Hombres de negro

Columna publicada el 17 de mayo de 2012 en El Espectador.

A los escoltas les enseñan a prevenir cualquier situación de riesgo para sus protegidos, a estar alertas siempre, a no dar papaya. El objetivo es, como mínimo, demorar el ataque, interponerse, y tienen claro que muchas veces la forma de vencer al agresor es ser ellos mismos vencidos, al atravesarse entre una bala y el protegido.

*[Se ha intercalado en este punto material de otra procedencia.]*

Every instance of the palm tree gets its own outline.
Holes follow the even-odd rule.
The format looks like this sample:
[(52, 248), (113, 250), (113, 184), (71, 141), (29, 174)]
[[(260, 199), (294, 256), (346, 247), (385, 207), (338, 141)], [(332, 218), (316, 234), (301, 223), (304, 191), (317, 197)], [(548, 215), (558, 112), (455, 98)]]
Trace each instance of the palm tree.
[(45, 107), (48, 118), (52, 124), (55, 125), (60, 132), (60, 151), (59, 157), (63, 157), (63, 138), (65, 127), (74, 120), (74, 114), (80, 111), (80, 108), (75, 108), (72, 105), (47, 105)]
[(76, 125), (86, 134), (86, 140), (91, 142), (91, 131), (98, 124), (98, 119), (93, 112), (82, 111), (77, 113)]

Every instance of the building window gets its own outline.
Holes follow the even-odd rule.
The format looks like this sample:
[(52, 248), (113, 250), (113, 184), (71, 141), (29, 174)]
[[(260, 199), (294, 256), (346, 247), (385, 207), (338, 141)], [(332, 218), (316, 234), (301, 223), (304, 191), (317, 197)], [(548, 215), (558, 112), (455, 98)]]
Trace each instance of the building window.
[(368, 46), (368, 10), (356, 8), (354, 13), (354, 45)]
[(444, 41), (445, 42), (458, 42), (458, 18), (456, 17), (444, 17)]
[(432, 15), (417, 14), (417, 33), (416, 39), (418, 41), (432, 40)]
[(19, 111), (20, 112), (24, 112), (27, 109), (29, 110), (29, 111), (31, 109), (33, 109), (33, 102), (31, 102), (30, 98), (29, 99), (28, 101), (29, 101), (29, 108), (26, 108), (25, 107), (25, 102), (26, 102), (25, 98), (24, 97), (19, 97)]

A las familias de los escoltas les toca entender que el trabajo no tiene horario fijo, pero que cuando lo tiene es desde temprano y hasta tarde. Los extrañan en los cumpleaños, en las fiestas, pues los eventos familiares ellos los pasan con el protegido. Las familias con frecuencia se enteran del peligro de sus seres queridos a través del noticiero, y reciben llamadas indiscretas de periodistas que buscan la nota amarillista de una madre que clama por su hijo.

Protegidos hay de todo tipo. Están los que suponen que sus escoltas son choferes, niñeras o servidores de tinto, y que los tratan con el despotismo de quien los cree un símbolo de estatus, un accesorio como la camioneta o el reloj. También hay protegidos que sí entienden el riesgo y la importancia de la profesión, que desarrollan con ellos una relación cercana, fruto de la omnipresencia, que se mantiene en una fina línea entre intimidad y distancia y cuyo equilibro es vital para una protección eficiente.

En Colombia hay muchas academias de escoltas. Se puede hacer un curso intensivo en menos de un mes, que incluye vívidos simulacros de ataques y persecuciones, y que sólo pueden superar personas con cierto entrenamiento, usualmente militar, y buena condición física. Pero la demanda de trabajo es limitada, pues se busca que el escolta permanezca el mayor tiempo posible con su protegido, y si se abre un puesto en el gremio puede ser por motivos trágicos: salvo en los casos de jubilación, significa que otra persona ha sido amenazada o que algún escolta ha muerto en el ejercicio de su labor.

El martes pasado murieron Rosemberg Burbano y José Ricardo Rodríguez. Estaban a cargo del cuidado de Fernando Londoño cuando un asesino profesional, según afirman las autoridades, le pegó al capó del carro una ‘carga hueca’ que los mató y dejó 48 heridos y 12 viviendas, 15 locales comerciales y 10 vehículos afectados.

El incidente, a la vez novedoso —por la técnica utilizada— y reminiscente de la violencia urbana noventera —que entre otras cosas llevó a Uribe al poder—, deja a Bogotá en zozobra y dará qué pensar por mucho tiempo. Las preguntas ¿a quién perjudica? y ¿a quién beneficia? sólo se pueden responder con suspicacia. Pero antes que cualquier teoría de conspiración que pueda formularse al respecto, está la muerte de dos colombianos, miembros de un gremio que a diario arriesga su vida por cuidar a los principales personajes públicos y actores políticos del país, carne de cañón para violentos, presentes en los momentos más decisivos para el futuro de la Nación y piezas silenciosas, pero claves en la historia de Colombia.

Pata: Después de dos concurridas marchas por la legalización de la marihuana en Cali y Medellín, que se caracterizaron por un excelente comportamiento de los marchantes y la policía, se celebrará este sábado 19 de mayo la marcha bogotana, que llegará al triángulo del Parque Simón Bolívar a las 2:00 p.m. Con dos proyectos en el Congreso, uno sobre la dosis personal, que confunde enfermos con consumidores, y otro para despenalizar los cultivos caseros de coca y marihuana, estas marchas tienen especial importancia política y sirven para reafirmar que sobriedad no es lo mismo que lucidez.